Medical careBreast inflammation (mastitis, possibly caused by infection)
- Seek medical care for symptoms or signs of breast infection.
- If you are breastfeeding and experience any of the following, call your health care provider:
- Increasing pain in the breast
- Chills
- Sweats
- Fever greater than 101°F
- Increasing breast tenderness
- Breast swelling and hardness
- Redness
- Continue to breastfeed. Breastfeeding helps to empty the breast and prevent clogged milk ducts.
- Rest or get in bed at first sign of infection.
- Breastfeed and pump the affected breast as much as possible.
- Pump the breast to express milk on that side.
- Apply moist heat for 10-20 minutes at a time at least four times per day. Heat increases blood flow to the area, aiding in fighting infection. A warm shower with water on the affected breast may help facilitate healing.

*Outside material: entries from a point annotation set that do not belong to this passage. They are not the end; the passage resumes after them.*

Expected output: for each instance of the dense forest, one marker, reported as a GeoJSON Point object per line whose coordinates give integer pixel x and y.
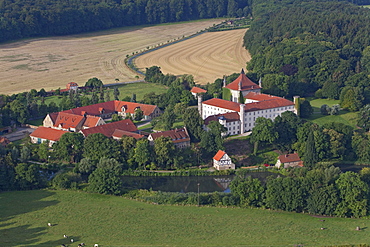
{"type": "Point", "coordinates": [308, 48]}
{"type": "Point", "coordinates": [32, 18]}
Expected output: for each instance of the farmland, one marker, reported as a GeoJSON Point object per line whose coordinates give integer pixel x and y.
{"type": "Point", "coordinates": [207, 57]}
{"type": "Point", "coordinates": [116, 221]}
{"type": "Point", "coordinates": [51, 63]}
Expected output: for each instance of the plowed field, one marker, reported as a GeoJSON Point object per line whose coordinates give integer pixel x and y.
{"type": "Point", "coordinates": [53, 62]}
{"type": "Point", "coordinates": [207, 57]}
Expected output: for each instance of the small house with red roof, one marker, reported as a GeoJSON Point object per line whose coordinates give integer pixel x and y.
{"type": "Point", "coordinates": [110, 129]}
{"type": "Point", "coordinates": [222, 161]}
{"type": "Point", "coordinates": [195, 91]}
{"type": "Point", "coordinates": [241, 86]}
{"type": "Point", "coordinates": [71, 122]}
{"type": "Point", "coordinates": [289, 160]}
{"type": "Point", "coordinates": [122, 108]}
{"type": "Point", "coordinates": [179, 137]}
{"type": "Point", "coordinates": [43, 134]}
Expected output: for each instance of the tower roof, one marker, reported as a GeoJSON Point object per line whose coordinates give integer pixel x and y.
{"type": "Point", "coordinates": [242, 83]}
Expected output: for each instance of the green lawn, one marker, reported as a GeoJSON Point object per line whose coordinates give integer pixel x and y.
{"type": "Point", "coordinates": [345, 117]}
{"type": "Point", "coordinates": [140, 89]}
{"type": "Point", "coordinates": [116, 221]}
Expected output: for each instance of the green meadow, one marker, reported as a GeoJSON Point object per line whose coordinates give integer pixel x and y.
{"type": "Point", "coordinates": [117, 221]}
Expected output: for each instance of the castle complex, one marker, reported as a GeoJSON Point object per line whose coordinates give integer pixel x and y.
{"type": "Point", "coordinates": [244, 105]}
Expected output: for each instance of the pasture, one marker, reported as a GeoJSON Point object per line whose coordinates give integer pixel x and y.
{"type": "Point", "coordinates": [207, 56]}
{"type": "Point", "coordinates": [116, 221]}
{"type": "Point", "coordinates": [52, 62]}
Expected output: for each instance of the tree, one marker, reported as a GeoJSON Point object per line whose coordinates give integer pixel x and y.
{"type": "Point", "coordinates": [364, 118]}
{"type": "Point", "coordinates": [193, 123]}
{"type": "Point", "coordinates": [310, 155]}
{"type": "Point", "coordinates": [86, 166]}
{"type": "Point", "coordinates": [94, 83]}
{"type": "Point", "coordinates": [353, 193]}
{"type": "Point", "coordinates": [263, 131]}
{"type": "Point", "coordinates": [43, 151]}
{"type": "Point", "coordinates": [69, 147]}
{"type": "Point", "coordinates": [142, 154]}
{"type": "Point", "coordinates": [325, 109]}
{"type": "Point", "coordinates": [306, 109]}
{"type": "Point", "coordinates": [116, 93]}
{"type": "Point", "coordinates": [133, 97]}
{"type": "Point", "coordinates": [164, 151]}
{"type": "Point", "coordinates": [116, 117]}
{"type": "Point", "coordinates": [97, 146]}
{"type": "Point", "coordinates": [323, 200]}
{"type": "Point", "coordinates": [25, 154]}
{"type": "Point", "coordinates": [68, 180]}
{"type": "Point", "coordinates": [249, 190]}
{"type": "Point", "coordinates": [104, 181]}
{"type": "Point", "coordinates": [28, 177]}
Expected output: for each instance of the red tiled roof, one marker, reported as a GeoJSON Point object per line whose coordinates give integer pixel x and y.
{"type": "Point", "coordinates": [71, 84]}
{"type": "Point", "coordinates": [198, 90]}
{"type": "Point", "coordinates": [121, 133]}
{"type": "Point", "coordinates": [246, 83]}
{"type": "Point", "coordinates": [93, 109]}
{"type": "Point", "coordinates": [66, 120]}
{"type": "Point", "coordinates": [234, 106]}
{"type": "Point", "coordinates": [254, 106]}
{"type": "Point", "coordinates": [91, 121]}
{"type": "Point", "coordinates": [230, 117]}
{"type": "Point", "coordinates": [267, 104]}
{"type": "Point", "coordinates": [109, 128]}
{"type": "Point", "coordinates": [48, 133]}
{"type": "Point", "coordinates": [287, 158]}
{"type": "Point", "coordinates": [176, 135]}
{"type": "Point", "coordinates": [260, 96]}
{"type": "Point", "coordinates": [219, 155]}
{"type": "Point", "coordinates": [4, 141]}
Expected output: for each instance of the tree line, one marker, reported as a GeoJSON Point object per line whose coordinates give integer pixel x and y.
{"type": "Point", "coordinates": [22, 19]}
{"type": "Point", "coordinates": [312, 48]}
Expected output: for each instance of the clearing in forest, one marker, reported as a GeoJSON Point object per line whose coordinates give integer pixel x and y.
{"type": "Point", "coordinates": [52, 62]}
{"type": "Point", "coordinates": [207, 56]}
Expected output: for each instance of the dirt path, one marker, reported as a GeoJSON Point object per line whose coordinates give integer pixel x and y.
{"type": "Point", "coordinates": [53, 62]}
{"type": "Point", "coordinates": [207, 57]}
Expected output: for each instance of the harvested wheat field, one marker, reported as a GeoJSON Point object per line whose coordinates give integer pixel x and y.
{"type": "Point", "coordinates": [54, 61]}
{"type": "Point", "coordinates": [207, 57]}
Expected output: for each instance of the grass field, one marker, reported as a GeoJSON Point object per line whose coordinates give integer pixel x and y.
{"type": "Point", "coordinates": [54, 61]}
{"type": "Point", "coordinates": [207, 57]}
{"type": "Point", "coordinates": [116, 221]}
{"type": "Point", "coordinates": [345, 117]}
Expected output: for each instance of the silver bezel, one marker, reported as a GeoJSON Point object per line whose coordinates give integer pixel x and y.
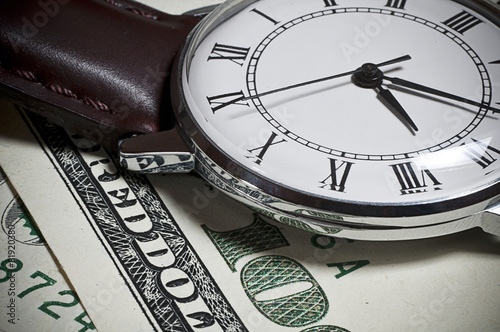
{"type": "Point", "coordinates": [278, 199]}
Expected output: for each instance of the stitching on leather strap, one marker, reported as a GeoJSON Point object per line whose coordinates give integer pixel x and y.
{"type": "Point", "coordinates": [132, 9]}
{"type": "Point", "coordinates": [27, 75]}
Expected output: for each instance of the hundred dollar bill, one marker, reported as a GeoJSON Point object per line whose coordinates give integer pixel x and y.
{"type": "Point", "coordinates": [169, 253]}
{"type": "Point", "coordinates": [35, 295]}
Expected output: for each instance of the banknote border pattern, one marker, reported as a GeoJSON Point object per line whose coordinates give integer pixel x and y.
{"type": "Point", "coordinates": [76, 175]}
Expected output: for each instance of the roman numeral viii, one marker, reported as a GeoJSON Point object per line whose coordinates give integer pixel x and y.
{"type": "Point", "coordinates": [412, 181]}
{"type": "Point", "coordinates": [235, 54]}
{"type": "Point", "coordinates": [339, 171]}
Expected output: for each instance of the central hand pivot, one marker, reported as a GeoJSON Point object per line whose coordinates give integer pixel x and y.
{"type": "Point", "coordinates": [368, 76]}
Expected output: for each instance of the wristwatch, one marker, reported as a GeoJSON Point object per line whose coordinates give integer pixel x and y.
{"type": "Point", "coordinates": [363, 119]}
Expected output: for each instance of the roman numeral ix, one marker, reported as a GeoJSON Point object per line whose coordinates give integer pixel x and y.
{"type": "Point", "coordinates": [263, 149]}
{"type": "Point", "coordinates": [339, 171]}
{"type": "Point", "coordinates": [220, 101]}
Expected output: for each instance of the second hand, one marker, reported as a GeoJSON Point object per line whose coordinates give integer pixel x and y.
{"type": "Point", "coordinates": [323, 79]}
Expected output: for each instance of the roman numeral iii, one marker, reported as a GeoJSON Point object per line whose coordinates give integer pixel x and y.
{"type": "Point", "coordinates": [462, 22]}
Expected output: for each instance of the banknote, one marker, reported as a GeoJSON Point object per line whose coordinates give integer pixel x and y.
{"type": "Point", "coordinates": [35, 294]}
{"type": "Point", "coordinates": [171, 253]}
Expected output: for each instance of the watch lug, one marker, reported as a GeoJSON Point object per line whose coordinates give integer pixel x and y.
{"type": "Point", "coordinates": [162, 152]}
{"type": "Point", "coordinates": [491, 219]}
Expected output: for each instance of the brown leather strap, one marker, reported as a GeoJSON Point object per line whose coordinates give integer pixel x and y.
{"type": "Point", "coordinates": [98, 67]}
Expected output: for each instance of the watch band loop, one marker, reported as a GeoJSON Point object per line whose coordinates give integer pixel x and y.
{"type": "Point", "coordinates": [98, 67]}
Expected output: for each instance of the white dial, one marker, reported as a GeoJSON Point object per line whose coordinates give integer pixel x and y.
{"type": "Point", "coordinates": [275, 87]}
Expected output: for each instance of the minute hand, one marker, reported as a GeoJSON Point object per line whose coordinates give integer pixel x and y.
{"type": "Point", "coordinates": [426, 89]}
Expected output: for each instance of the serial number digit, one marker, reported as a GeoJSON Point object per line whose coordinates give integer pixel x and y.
{"type": "Point", "coordinates": [6, 266]}
{"type": "Point", "coordinates": [86, 325]}
{"type": "Point", "coordinates": [45, 306]}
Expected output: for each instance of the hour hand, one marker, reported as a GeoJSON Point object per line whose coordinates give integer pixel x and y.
{"type": "Point", "coordinates": [432, 91]}
{"type": "Point", "coordinates": [389, 98]}
{"type": "Point", "coordinates": [370, 76]}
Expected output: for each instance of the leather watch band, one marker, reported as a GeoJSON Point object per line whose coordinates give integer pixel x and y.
{"type": "Point", "coordinates": [98, 67]}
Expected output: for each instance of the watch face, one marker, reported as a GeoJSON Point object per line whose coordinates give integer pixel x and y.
{"type": "Point", "coordinates": [377, 107]}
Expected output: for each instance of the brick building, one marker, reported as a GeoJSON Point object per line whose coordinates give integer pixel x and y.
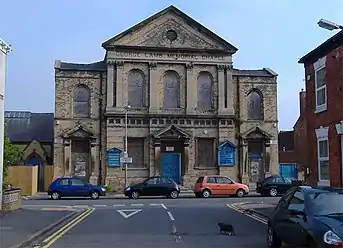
{"type": "Point", "coordinates": [191, 113]}
{"type": "Point", "coordinates": [324, 111]}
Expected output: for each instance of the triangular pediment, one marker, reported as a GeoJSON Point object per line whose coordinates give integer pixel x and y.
{"type": "Point", "coordinates": [79, 132]}
{"type": "Point", "coordinates": [156, 32]}
{"type": "Point", "coordinates": [173, 132]}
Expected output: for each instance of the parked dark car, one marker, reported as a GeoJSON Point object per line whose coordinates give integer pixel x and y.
{"type": "Point", "coordinates": [74, 187]}
{"type": "Point", "coordinates": [274, 185]}
{"type": "Point", "coordinates": [308, 217]}
{"type": "Point", "coordinates": [154, 186]}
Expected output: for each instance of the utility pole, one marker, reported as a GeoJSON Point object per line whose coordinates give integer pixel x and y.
{"type": "Point", "coordinates": [4, 50]}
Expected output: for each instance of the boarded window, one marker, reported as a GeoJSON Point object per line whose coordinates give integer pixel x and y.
{"type": "Point", "coordinates": [135, 149]}
{"type": "Point", "coordinates": [255, 110]}
{"type": "Point", "coordinates": [204, 86]}
{"type": "Point", "coordinates": [205, 153]}
{"type": "Point", "coordinates": [171, 90]}
{"type": "Point", "coordinates": [81, 101]}
{"type": "Point", "coordinates": [136, 88]}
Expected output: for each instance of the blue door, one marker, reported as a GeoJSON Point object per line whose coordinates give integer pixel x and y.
{"type": "Point", "coordinates": [288, 170]}
{"type": "Point", "coordinates": [170, 164]}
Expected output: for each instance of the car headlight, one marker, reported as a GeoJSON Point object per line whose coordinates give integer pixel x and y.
{"type": "Point", "coordinates": [332, 238]}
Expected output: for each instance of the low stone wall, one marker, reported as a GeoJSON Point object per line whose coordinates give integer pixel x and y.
{"type": "Point", "coordinates": [11, 200]}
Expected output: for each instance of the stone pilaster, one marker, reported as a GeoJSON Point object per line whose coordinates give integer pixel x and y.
{"type": "Point", "coordinates": [121, 86]}
{"type": "Point", "coordinates": [109, 88]}
{"type": "Point", "coordinates": [221, 89]}
{"type": "Point", "coordinates": [191, 89]}
{"type": "Point", "coordinates": [153, 82]}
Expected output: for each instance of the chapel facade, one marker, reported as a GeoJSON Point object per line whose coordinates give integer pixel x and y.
{"type": "Point", "coordinates": [189, 111]}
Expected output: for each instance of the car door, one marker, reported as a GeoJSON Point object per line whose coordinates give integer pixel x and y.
{"type": "Point", "coordinates": [63, 187]}
{"type": "Point", "coordinates": [294, 234]}
{"type": "Point", "coordinates": [225, 186]}
{"type": "Point", "coordinates": [78, 187]}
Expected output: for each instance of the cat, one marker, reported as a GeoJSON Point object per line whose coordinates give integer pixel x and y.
{"type": "Point", "coordinates": [226, 229]}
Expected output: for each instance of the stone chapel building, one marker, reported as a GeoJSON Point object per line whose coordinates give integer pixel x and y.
{"type": "Point", "coordinates": [190, 112]}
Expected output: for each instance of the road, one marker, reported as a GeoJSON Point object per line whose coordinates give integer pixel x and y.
{"type": "Point", "coordinates": [158, 223]}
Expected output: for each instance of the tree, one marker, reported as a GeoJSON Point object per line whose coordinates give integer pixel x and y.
{"type": "Point", "coordinates": [12, 154]}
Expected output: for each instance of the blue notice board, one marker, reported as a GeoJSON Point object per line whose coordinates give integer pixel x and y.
{"type": "Point", "coordinates": [113, 157]}
{"type": "Point", "coordinates": [226, 154]}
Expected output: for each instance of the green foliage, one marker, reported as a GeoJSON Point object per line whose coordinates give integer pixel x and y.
{"type": "Point", "coordinates": [12, 154]}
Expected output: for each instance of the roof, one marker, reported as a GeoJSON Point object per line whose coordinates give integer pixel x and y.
{"type": "Point", "coordinates": [24, 126]}
{"type": "Point", "coordinates": [190, 21]}
{"type": "Point", "coordinates": [96, 66]}
{"type": "Point", "coordinates": [265, 72]}
{"type": "Point", "coordinates": [286, 140]}
{"type": "Point", "coordinates": [323, 49]}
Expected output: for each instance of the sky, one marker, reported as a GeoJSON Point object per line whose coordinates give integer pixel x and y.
{"type": "Point", "coordinates": [268, 33]}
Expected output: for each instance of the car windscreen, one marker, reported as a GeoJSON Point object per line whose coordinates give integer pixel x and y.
{"type": "Point", "coordinates": [324, 203]}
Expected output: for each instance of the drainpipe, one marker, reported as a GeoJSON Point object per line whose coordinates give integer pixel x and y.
{"type": "Point", "coordinates": [100, 130]}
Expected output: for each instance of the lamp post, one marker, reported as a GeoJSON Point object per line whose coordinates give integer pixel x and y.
{"type": "Point", "coordinates": [328, 25]}
{"type": "Point", "coordinates": [125, 145]}
{"type": "Point", "coordinates": [4, 50]}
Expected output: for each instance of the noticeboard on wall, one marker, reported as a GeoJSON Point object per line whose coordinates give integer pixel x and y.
{"type": "Point", "coordinates": [226, 154]}
{"type": "Point", "coordinates": [113, 157]}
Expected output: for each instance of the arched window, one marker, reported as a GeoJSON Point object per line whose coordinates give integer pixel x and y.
{"type": "Point", "coordinates": [255, 105]}
{"type": "Point", "coordinates": [136, 88]}
{"type": "Point", "coordinates": [204, 87]}
{"type": "Point", "coordinates": [81, 101]}
{"type": "Point", "coordinates": [171, 90]}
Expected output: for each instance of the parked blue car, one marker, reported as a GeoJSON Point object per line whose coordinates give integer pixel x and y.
{"type": "Point", "coordinates": [74, 187]}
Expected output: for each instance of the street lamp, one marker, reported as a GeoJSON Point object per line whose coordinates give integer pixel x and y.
{"type": "Point", "coordinates": [329, 25]}
{"type": "Point", "coordinates": [125, 145]}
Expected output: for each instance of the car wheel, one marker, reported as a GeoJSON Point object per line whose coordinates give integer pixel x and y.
{"type": "Point", "coordinates": [135, 195]}
{"type": "Point", "coordinates": [240, 193]}
{"type": "Point", "coordinates": [272, 240]}
{"type": "Point", "coordinates": [95, 195]}
{"type": "Point", "coordinates": [273, 192]}
{"type": "Point", "coordinates": [174, 194]}
{"type": "Point", "coordinates": [55, 196]}
{"type": "Point", "coordinates": [206, 193]}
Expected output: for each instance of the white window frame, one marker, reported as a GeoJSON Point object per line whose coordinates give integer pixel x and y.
{"type": "Point", "coordinates": [323, 135]}
{"type": "Point", "coordinates": [319, 65]}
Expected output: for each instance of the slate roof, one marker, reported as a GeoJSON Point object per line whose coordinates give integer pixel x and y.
{"type": "Point", "coordinates": [286, 140]}
{"type": "Point", "coordinates": [323, 49]}
{"type": "Point", "coordinates": [96, 66]}
{"type": "Point", "coordinates": [23, 126]}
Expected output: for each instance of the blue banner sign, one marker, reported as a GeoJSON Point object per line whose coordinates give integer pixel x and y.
{"type": "Point", "coordinates": [226, 154]}
{"type": "Point", "coordinates": [113, 157]}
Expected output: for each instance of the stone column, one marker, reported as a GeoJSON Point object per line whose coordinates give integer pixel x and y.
{"type": "Point", "coordinates": [192, 92]}
{"type": "Point", "coordinates": [153, 101]}
{"type": "Point", "coordinates": [121, 86]}
{"type": "Point", "coordinates": [230, 90]}
{"type": "Point", "coordinates": [221, 89]}
{"type": "Point", "coordinates": [109, 88]}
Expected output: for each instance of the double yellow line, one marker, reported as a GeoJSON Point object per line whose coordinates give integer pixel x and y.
{"type": "Point", "coordinates": [253, 216]}
{"type": "Point", "coordinates": [59, 233]}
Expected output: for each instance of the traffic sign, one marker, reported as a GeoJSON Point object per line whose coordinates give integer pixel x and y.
{"type": "Point", "coordinates": [127, 160]}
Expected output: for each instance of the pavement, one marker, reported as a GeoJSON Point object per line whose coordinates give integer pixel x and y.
{"type": "Point", "coordinates": [155, 222]}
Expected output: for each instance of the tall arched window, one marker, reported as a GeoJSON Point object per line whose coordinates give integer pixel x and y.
{"type": "Point", "coordinates": [81, 101]}
{"type": "Point", "coordinates": [136, 88]}
{"type": "Point", "coordinates": [171, 90]}
{"type": "Point", "coordinates": [204, 87]}
{"type": "Point", "coordinates": [255, 105]}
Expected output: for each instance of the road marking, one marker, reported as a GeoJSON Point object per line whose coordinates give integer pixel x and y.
{"type": "Point", "coordinates": [59, 233]}
{"type": "Point", "coordinates": [253, 216]}
{"type": "Point", "coordinates": [171, 217]}
{"type": "Point", "coordinates": [119, 205]}
{"type": "Point", "coordinates": [132, 212]}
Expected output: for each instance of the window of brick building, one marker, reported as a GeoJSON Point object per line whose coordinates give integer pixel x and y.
{"type": "Point", "coordinates": [205, 153]}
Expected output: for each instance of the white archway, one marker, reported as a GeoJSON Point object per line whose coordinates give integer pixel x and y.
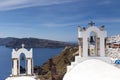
{"type": "Point", "coordinates": [84, 34]}
{"type": "Point", "coordinates": [16, 61]}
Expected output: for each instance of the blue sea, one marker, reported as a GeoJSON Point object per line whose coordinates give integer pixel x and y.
{"type": "Point", "coordinates": [40, 56]}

- Watch for additional signs of a localized infection called a breast abscess.
- The baby may not want to breastfeed on the affected side, so pump until the baby accepts the breast again.
- A delay in treating mastitis could lead to a more severe infection and possible breast abscess. If you are experiencing any of the following symptoms, go to a hospital’s emergency department.
- A localized swelling that generally increases in size
- Pain
- Tenderness
- Possibly warmth and redness if close enough to the skin surface
- Fever greater than 101° F (May be associated with shaking chills alternating with sweating)
- Breast abscess (pocket of infection)
- Surgical drainage may be indicated.
- Breastfeeding with the affected breast is generally stopped.
- A breast pump should be used regularly to empty the breast until breastfeeding can be restarted or symptoms could worsen.